O novo recorde de temperatura do oceano irá afetar-nos? Sim, muitíssimo
Temos um novo recorde da temperatura da água do mar, medido pelos satélites. A média do oceano atingiu os 21 °C, a mais elevada desde que há registos. Se isto continuar assim, terá implicações diretas muito sérias.
Estes 21ºC são um valor médio, e poderiam até ser mais, porque o fenómeno "La Niña", que arrefece as temperaturas do Pacífico, poderia ter estado a mascarar áreas com um aumento muito maior. Quando o "El Niño" chegar, veremos um aumento acima destes dados. Apesar da teimosia de alguns, vamos sofrer os efeitos das alterações climáticas mais cedo do que pensávamos, e o aumento da temperatura dos oceanos é um risco para a nossa alimentação e para a nossa saúde.
Os oceanos funcionam como um tampão ao absorverem o calor alimentado pelos gases com efeito de estufa. Sem isto, a temperatura seria tão elevada que seria impossível viver na Terra. Então, essa será a nossa tábua de salvação até ultrapassarmos o limite. Nesse limite, o aumento do dióxido de carbono faz com que o oceano se torne mais ácido. Esta acidificação tem um impacto direto na biodiversidade e na destruição de ecossistemas marinhos imprescindíveis à cadeia trófica, que, caso ainda não tenhamos reparado, acaba muitas vezes na nossa própria alimentação.
Como se a escassez de peixe não fosse suficiente, este aumento favorece o crescimento de algas em locais nunca antes vistos. Um exemplo é o caso da ciguatera, que é uma intoxicação alimentar causada pelo consumo de peixe contaminado por biotoxinas (ciguatoxinas) produzidas pela microalga Gamberdiscus toxicus. Estas acumulam-se nos peixes causando problemas que vão desde o gastrointestinal até ao neurológico. Esta intoxicação é agora classificada como um risco emergente porque o número de casos se tem multiplicado nos últimos anos.
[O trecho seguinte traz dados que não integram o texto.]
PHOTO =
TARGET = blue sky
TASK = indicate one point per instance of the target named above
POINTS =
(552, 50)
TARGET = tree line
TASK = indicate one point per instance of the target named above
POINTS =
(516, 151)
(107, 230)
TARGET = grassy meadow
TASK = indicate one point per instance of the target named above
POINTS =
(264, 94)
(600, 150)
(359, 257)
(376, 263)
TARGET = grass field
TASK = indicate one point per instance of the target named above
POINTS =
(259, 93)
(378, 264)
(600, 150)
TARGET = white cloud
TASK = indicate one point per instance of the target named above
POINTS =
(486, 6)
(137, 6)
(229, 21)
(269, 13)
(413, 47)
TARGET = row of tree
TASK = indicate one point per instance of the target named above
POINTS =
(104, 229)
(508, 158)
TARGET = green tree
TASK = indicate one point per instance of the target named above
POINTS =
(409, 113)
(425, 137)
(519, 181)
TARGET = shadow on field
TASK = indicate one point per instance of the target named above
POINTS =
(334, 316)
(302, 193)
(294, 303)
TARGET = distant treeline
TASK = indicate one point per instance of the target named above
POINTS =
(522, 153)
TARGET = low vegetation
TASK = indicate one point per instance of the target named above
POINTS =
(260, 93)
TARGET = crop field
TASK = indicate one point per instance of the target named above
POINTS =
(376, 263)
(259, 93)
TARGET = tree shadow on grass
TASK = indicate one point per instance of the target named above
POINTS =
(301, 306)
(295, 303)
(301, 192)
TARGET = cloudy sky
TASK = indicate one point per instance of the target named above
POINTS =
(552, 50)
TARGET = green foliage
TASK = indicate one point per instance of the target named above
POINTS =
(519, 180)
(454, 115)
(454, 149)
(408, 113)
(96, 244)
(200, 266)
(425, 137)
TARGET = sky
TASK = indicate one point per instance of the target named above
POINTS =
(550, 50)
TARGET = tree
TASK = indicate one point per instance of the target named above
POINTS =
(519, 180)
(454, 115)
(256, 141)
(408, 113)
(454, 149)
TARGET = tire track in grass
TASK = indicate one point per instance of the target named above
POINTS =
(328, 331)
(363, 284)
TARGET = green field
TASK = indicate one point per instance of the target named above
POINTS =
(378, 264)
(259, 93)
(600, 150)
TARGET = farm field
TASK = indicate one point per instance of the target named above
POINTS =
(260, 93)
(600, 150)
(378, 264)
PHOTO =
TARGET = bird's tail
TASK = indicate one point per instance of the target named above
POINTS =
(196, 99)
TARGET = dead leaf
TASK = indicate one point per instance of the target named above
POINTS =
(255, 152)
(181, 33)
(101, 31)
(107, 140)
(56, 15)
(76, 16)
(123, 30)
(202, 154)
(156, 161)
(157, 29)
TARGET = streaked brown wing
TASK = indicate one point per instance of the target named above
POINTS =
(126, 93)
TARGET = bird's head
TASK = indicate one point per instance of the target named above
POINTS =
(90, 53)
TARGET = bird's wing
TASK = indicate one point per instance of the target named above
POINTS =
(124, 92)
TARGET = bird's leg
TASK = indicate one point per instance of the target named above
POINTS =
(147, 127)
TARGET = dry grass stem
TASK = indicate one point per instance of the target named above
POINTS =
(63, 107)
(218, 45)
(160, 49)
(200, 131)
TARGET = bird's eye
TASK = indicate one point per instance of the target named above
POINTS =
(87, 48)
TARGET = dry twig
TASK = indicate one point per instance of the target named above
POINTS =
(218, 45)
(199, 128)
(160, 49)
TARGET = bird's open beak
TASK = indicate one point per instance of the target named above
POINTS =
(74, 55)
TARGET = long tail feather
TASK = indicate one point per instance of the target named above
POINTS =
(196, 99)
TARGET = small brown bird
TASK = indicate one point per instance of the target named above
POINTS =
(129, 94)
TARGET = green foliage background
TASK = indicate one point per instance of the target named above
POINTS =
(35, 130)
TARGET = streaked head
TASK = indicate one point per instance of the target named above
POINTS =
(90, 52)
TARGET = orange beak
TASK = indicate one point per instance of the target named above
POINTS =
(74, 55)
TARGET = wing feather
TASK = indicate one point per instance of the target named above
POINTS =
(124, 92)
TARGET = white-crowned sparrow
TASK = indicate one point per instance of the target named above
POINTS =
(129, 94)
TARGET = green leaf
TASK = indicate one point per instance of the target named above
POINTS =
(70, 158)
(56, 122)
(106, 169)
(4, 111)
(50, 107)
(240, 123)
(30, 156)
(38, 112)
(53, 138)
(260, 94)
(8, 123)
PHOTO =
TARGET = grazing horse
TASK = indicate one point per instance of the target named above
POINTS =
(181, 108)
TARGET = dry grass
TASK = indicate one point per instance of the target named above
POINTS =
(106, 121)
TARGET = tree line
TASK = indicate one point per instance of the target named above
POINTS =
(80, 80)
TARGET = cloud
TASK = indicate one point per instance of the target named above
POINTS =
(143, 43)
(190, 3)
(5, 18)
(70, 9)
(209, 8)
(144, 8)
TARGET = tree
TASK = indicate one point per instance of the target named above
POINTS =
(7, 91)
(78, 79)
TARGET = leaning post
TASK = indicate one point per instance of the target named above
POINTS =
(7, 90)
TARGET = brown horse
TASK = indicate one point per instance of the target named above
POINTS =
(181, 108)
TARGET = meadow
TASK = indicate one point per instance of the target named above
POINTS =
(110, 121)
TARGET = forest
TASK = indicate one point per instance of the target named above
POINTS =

Pragas mais persistentes e doenças de climas tropicais a aumentar
Mas não pára aí, este aumento da temperatura, juntamente com os outros efeitos das alterações climáticas, leva a fenómenos climáticos mais extremos que já estamos a ver: mais seca, mais frio, mais calor, mais inundações. Isto tem consequências óbvias para as atividades agrícolas, o que, mais uma vez, põe em risco o nosso abastecimento alimentar. Alterações nos ciclos sazonais dos produtos, menor produção, tempos de colheita e recolha mais curtos, com maior necessidade de água e mais produtos fitossanitários, porque o aumento da temperatura significa que as pragas podem ser mais persistentes.
Isto irá também afetar tanto os animais como os humanos. Uma combinação de humidade (devido à evaporação da água como resultado do aumento da temperatura) e calor proporciona o clima óptimo para que muitas bactérias, fungos e insetos se desenvolvam mais, mais rapidamente e em locais onde não se desenvolviam antes. É por isso que podemos encontrar cada vez mais doenças correspondentes a climas tropicais que teriam sido impensáveis há anos atrás.
Ocorreu uma série de acontecimentos na Terra que permitiram a existência das nossas formas de vida, mas tudo está interligado. Se derrubarmos uma peça tão importante como a temperatura dos oceanos, o resto dos dominós cairá pouco a pouco. Não quero ser uma extremista, mas estamos a brincar com o fogo e temos de agir para abrandar os efeitos e procurar alternativas de adaptação. O nosso futuro depende disso.